Compute limit of the sequence $x_n$ given by $x_{n+2}=-\frac{1}{2}(x_{n+1}-x_n^2)^2+x_n^4$ Let $(x_n)$ be a real sequence such that $x_0=a\in\mathbb{R},x_1=b\in\mathbb{R},x_{n+2}=-\dfrac{1}{2}\left(x_{n+1}-x_{n}^2\right)^2+x_{n}^4\;\forall n\in\mathbb{N} $ and $|x_n|\leq \dfrac{3}{4},\forall n\in\mathbb{N}$. The sequence $x_n$ is convergence or not and compute $\lim x_n$ (if exists)?
I think we could use $\inf$ and $\sup$. But I am not sure
 A: As Greg Martin stated in comment, the limit satisfies the equation $\displaystyle L=-\frac{1}{2}(L-L^2)^2+L^4$, not hard to find(by rearranging and factoring the equation) the solutions of the equation are $0,1,-1,-2$.

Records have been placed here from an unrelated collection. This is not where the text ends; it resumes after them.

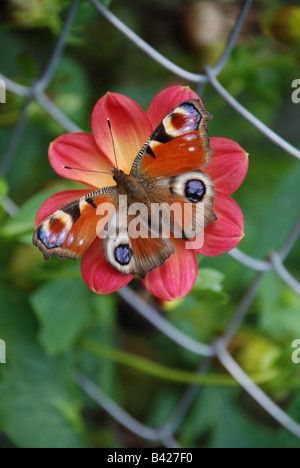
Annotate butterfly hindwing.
[33,187,118,260]
[131,99,212,178]
[104,208,175,278]
[157,171,217,240]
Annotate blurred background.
[0,0,300,448]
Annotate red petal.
[196,192,244,257]
[142,239,198,301]
[147,86,201,129]
[35,190,90,227]
[49,133,115,188]
[205,138,249,195]
[92,93,152,173]
[81,238,135,294]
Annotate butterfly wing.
[153,171,217,240]
[131,99,212,178]
[104,211,175,278]
[33,187,118,260]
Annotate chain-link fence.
[0,0,300,447]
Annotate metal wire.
[0,0,300,447]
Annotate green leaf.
[30,279,92,356]
[180,387,274,448]
[258,272,300,344]
[0,187,58,238]
[192,268,229,305]
[82,340,273,386]
[0,286,85,448]
[0,175,8,197]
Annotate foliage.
[0,0,300,448]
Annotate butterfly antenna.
[107,119,119,170]
[63,166,111,175]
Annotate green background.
[0,0,300,448]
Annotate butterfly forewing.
[132,99,212,178]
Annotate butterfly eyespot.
[115,244,132,265]
[185,179,206,203]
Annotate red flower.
[36,86,248,301]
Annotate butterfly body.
[33,99,216,278]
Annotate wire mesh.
[0,0,300,448]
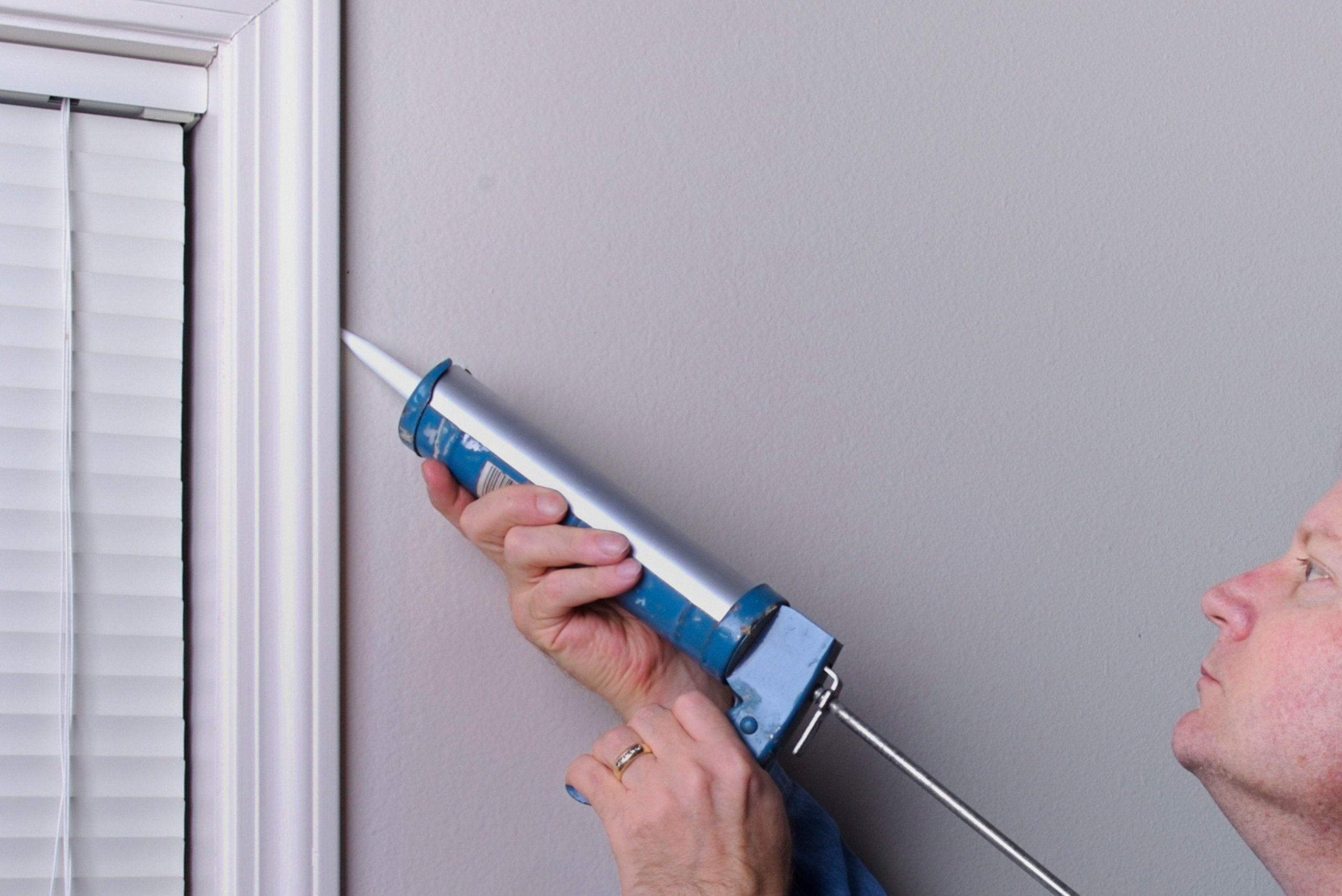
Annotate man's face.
[1174,483,1342,817]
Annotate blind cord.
[47,98,75,896]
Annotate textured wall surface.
[343,0,1342,896]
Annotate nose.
[1203,565,1273,641]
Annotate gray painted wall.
[343,0,1342,896]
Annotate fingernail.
[535,491,564,516]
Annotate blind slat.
[0,591,182,637]
[0,96,187,896]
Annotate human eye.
[1301,558,1332,582]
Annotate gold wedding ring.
[614,743,652,781]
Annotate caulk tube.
[400,360,840,762]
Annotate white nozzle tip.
[340,330,420,398]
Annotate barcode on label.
[475,460,517,498]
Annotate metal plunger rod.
[825,700,1078,896]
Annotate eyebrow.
[1295,522,1342,546]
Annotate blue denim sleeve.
[769,763,886,896]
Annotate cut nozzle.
[340,330,420,398]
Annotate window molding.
[188,0,340,896]
[0,0,341,896]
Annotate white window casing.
[188,0,340,896]
[0,0,340,896]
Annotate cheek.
[1252,620,1342,761]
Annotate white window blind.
[0,105,185,896]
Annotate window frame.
[188,0,341,896]
[0,0,341,896]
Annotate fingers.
[504,521,630,569]
[420,460,475,528]
[564,752,624,813]
[671,691,745,750]
[518,557,643,620]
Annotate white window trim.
[189,0,340,896]
[0,0,340,896]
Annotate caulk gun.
[343,330,1076,896]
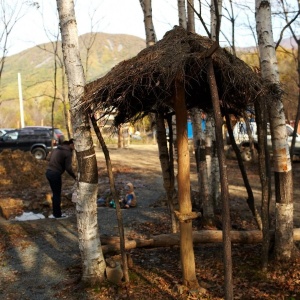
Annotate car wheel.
[32,148,46,159]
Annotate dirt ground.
[0,144,300,300]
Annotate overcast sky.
[6,0,294,55]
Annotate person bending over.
[46,139,76,218]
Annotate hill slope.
[1,33,146,100]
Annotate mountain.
[0,33,146,102]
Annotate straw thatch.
[84,26,280,124]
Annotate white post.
[18,73,25,128]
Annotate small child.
[120,182,136,208]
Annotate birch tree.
[255,0,294,260]
[57,0,106,285]
[177,0,187,29]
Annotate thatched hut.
[83,27,280,287]
[84,26,279,124]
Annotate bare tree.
[275,0,300,157]
[177,0,187,29]
[140,0,177,233]
[255,0,294,260]
[57,0,106,285]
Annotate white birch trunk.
[177,0,187,29]
[140,0,156,47]
[210,0,222,41]
[255,0,294,260]
[57,0,106,285]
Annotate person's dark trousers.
[46,170,62,218]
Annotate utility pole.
[18,73,25,128]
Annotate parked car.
[24,126,65,144]
[0,127,61,159]
[229,122,300,161]
[0,128,14,136]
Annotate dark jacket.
[47,145,76,179]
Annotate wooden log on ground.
[100,228,300,253]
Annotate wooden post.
[207,59,233,300]
[174,76,199,288]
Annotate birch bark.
[255,0,294,260]
[57,0,106,285]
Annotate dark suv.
[0,127,63,159]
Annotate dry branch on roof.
[84,26,281,124]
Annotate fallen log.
[100,228,300,253]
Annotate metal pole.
[18,73,25,128]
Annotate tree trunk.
[255,0,294,261]
[174,78,199,288]
[225,114,262,229]
[177,0,187,29]
[57,0,106,285]
[255,99,271,271]
[91,115,129,282]
[156,114,177,233]
[140,0,156,47]
[207,59,233,300]
[101,228,300,254]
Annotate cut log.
[101,228,300,253]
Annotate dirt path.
[0,145,300,300]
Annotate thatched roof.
[84,26,279,124]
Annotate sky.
[6,0,296,55]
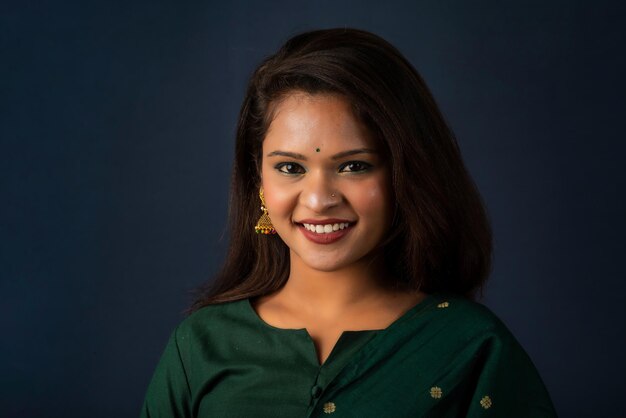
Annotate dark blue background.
[0,0,626,417]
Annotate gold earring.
[254,187,276,235]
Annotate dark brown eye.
[274,163,305,174]
[339,161,372,173]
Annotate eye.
[274,163,305,174]
[339,161,372,173]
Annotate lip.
[296,219,354,245]
[296,218,354,226]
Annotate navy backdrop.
[0,0,626,417]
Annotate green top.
[141,295,556,418]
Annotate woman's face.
[261,92,392,271]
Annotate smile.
[302,222,350,234]
[297,219,354,244]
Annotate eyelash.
[274,161,373,176]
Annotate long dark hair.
[191,28,492,311]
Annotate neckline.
[245,294,434,335]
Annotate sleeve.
[141,328,191,418]
[467,332,557,418]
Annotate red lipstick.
[297,218,354,244]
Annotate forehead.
[263,92,376,151]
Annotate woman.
[142,29,555,417]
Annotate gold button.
[430,386,443,399]
[324,402,337,414]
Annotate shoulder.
[427,295,515,342]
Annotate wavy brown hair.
[191,28,492,311]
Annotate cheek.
[262,175,295,221]
[350,180,391,219]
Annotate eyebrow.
[267,148,378,161]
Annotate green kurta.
[141,295,556,418]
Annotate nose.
[300,172,341,213]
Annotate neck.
[282,253,388,315]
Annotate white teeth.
[303,222,350,234]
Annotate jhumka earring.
[254,187,276,235]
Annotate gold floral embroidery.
[480,396,492,409]
[430,386,443,399]
[324,402,337,414]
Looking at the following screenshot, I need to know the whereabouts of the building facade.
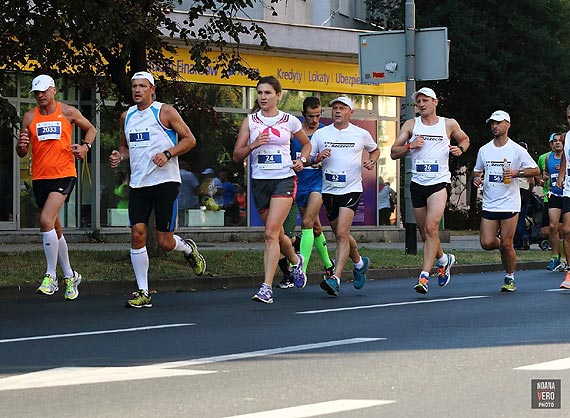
[0,0,405,230]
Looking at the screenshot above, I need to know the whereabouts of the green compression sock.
[301,228,315,273]
[315,233,332,268]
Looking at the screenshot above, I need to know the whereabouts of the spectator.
[113,171,129,209]
[200,168,224,206]
[220,171,238,225]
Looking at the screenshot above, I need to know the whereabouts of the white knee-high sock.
[57,234,73,277]
[131,247,149,293]
[42,229,59,279]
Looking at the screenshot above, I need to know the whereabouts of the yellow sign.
[154,48,406,97]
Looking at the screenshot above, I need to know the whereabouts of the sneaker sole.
[251,295,273,305]
[36,288,59,296]
[277,283,295,289]
[352,257,370,290]
[437,254,455,287]
[192,253,207,276]
[414,284,428,295]
[321,280,339,297]
[501,287,517,293]
[65,274,82,300]
[184,238,207,276]
[125,302,152,309]
[293,274,307,289]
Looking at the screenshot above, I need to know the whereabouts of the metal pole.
[404,0,418,255]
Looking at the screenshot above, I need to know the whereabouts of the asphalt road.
[0,270,570,418]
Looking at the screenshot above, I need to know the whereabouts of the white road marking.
[154,338,386,367]
[0,324,196,343]
[220,399,396,418]
[513,357,570,370]
[0,338,385,391]
[296,296,490,315]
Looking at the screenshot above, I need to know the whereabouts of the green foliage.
[0,0,277,104]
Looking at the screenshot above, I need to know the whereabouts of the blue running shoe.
[325,258,335,277]
[291,254,307,289]
[321,276,340,296]
[414,274,429,295]
[438,254,455,286]
[546,257,561,271]
[352,257,370,289]
[251,283,273,303]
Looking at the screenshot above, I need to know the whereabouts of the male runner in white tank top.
[473,110,540,292]
[390,87,469,294]
[109,71,206,308]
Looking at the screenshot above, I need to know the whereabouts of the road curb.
[0,261,545,300]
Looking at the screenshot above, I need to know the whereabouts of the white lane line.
[222,399,396,418]
[153,338,386,367]
[296,296,491,315]
[0,338,385,392]
[513,357,570,370]
[0,324,196,343]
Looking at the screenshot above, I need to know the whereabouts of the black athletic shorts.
[251,176,297,213]
[129,182,180,232]
[32,177,77,209]
[323,192,362,222]
[481,210,518,221]
[410,181,451,208]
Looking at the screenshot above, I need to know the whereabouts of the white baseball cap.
[329,96,354,110]
[30,74,55,93]
[412,87,437,101]
[485,110,511,123]
[131,71,154,86]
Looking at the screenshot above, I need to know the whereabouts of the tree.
[368,0,570,219]
[0,0,278,108]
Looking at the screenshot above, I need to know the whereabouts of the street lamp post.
[404,0,418,255]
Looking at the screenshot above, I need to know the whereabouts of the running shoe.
[293,235,301,253]
[352,257,370,289]
[437,254,455,287]
[414,274,429,295]
[64,271,82,300]
[546,257,562,271]
[277,276,295,289]
[325,258,336,277]
[291,254,307,289]
[184,238,206,276]
[554,260,568,272]
[251,283,273,303]
[560,272,570,289]
[501,277,517,292]
[36,273,59,296]
[125,289,152,309]
[321,276,340,296]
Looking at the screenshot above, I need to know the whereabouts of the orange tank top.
[29,102,77,180]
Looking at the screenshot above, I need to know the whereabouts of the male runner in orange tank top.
[16,74,97,300]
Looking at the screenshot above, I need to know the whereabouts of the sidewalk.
[0,235,547,300]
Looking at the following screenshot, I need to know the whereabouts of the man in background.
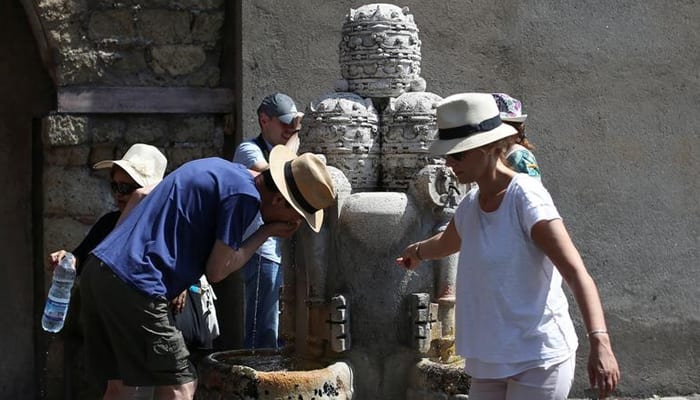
[233,92,304,349]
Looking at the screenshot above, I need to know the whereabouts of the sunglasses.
[110,182,141,195]
[445,150,468,161]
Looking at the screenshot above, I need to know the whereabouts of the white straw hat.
[430,93,518,155]
[92,143,168,187]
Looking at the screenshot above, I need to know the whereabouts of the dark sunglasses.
[445,150,468,161]
[110,182,141,194]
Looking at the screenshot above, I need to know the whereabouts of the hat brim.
[429,124,518,155]
[277,112,298,125]
[270,146,323,232]
[92,160,150,187]
[501,114,527,122]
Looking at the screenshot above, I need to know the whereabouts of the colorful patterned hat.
[491,93,527,122]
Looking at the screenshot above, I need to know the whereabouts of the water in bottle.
[41,253,75,333]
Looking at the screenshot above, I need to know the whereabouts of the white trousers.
[469,355,576,400]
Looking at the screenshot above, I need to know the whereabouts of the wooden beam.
[58,86,234,114]
[20,0,57,85]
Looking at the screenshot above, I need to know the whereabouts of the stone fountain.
[197,4,469,400]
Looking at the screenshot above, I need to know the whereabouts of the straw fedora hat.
[491,93,527,122]
[270,145,336,232]
[430,93,518,155]
[92,143,168,187]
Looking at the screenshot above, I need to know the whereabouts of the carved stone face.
[339,4,425,97]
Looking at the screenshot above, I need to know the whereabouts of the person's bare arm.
[396,219,461,270]
[531,219,620,398]
[206,222,301,282]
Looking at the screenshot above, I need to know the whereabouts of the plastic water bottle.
[41,253,75,333]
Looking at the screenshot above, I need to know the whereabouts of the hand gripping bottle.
[41,253,75,333]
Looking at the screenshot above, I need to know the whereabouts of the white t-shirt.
[233,139,282,264]
[454,174,578,378]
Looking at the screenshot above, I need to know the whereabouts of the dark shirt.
[73,211,121,275]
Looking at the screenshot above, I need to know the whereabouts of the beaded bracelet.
[586,329,608,337]
[416,242,423,261]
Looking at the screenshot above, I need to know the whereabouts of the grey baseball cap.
[258,92,298,125]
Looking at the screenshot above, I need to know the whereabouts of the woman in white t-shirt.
[397,93,620,400]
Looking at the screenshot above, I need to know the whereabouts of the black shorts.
[80,255,197,386]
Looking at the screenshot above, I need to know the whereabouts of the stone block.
[90,116,125,143]
[89,144,122,168]
[150,45,206,76]
[406,388,447,400]
[185,65,221,87]
[43,166,114,216]
[192,12,224,47]
[169,0,224,10]
[44,145,90,167]
[167,143,221,171]
[46,21,87,48]
[38,0,88,22]
[88,9,136,41]
[124,116,169,144]
[169,117,216,142]
[43,114,88,147]
[136,10,192,45]
[110,49,148,75]
[56,48,104,86]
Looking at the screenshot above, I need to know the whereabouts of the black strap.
[284,161,318,214]
[438,115,501,140]
[253,133,270,163]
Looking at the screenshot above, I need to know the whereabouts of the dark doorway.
[0,0,54,399]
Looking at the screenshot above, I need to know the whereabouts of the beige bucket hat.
[430,93,518,155]
[92,143,168,187]
[270,145,336,232]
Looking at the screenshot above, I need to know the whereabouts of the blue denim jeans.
[243,254,282,349]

Because $\displaystyle |x_n|\leq \frac{3}{4}$ the sequence cannot converge to $1, -1, -2$. The sequence can only converge to $0$. It remains to prove the sequence indeed converges to 0, which can be done by estimating an descending upper bound of $|x_n|$
To do the estimation, we start by proving a lemma, for real numbers $\alpha$ and $\beta$ we have $|\frac{1}{2}\alpha^2+\alpha\beta-\frac{1}{2}\beta^2|\leq \frac{\sqrt2}{2}(\alpha^2+\beta^2)$.
To prove it, let $\gamma^2=\alpha^2+\beta^2$, we can parametrize $\alpha$ and $\beta$ to get $\alpha=\gamma \cos(\theta),\beta=\gamma \sin(\theta)$, which means $$\frac{1}{2}\alpha^2+\alpha\beta-\frac{1}{2}\beta^2=\frac{\gamma^2}{2}(\cos(2\theta)+sin(2\theta))=\frac{\sqrt2\gamma^2}{2}(sin(2\theta+\pi/4))$$ and therefore the inequality.
Back to the question, if $|x_n|\leq c$ and $|x_{n+1}|\leq c$, $\frac{3}{4}\geq c\geq 0$, by the lemma(set $\alpha=x_n^2$,$\beta=x_{n+1}$) $|x_{n+2}|=|-\frac{1}{2}(x_{n+1}-x_n^2)^2+x_n^4|=|\frac{1}{2}x_n^4+x_n^2x_{n+1}-\frac{1}{2}x_{n+1}^2|\leq|\frac{\sqrt2}{2}(x_n^4+x_{n+1}^2)|\leq\frac{\sqrt2}{2}(c^4+c^2)=\frac{\sqrt2}{2}(c^3+c)c\leq \frac{\sqrt2}{2}((\frac{3}{4})^3+(\frac{3}{4}))c<0.83c$
Therefore we get $|x_1|\leq\frac{3}{4},|x_2|\leq\frac{3}{4},|x_3|\leq(0.83)\frac{3}{4},|x_4|\leq(0.83)\frac{3}{4},|x_5|\leq(0.83)^2\frac{3}{4}......|x_{2n}|\leq(0.83)^{n-1}\frac{3}{4}$, where $(0.83)^n \rightarrow 0$ as $n \rightarrow \infty$, by comparison we conclude the original sequence converges to 0.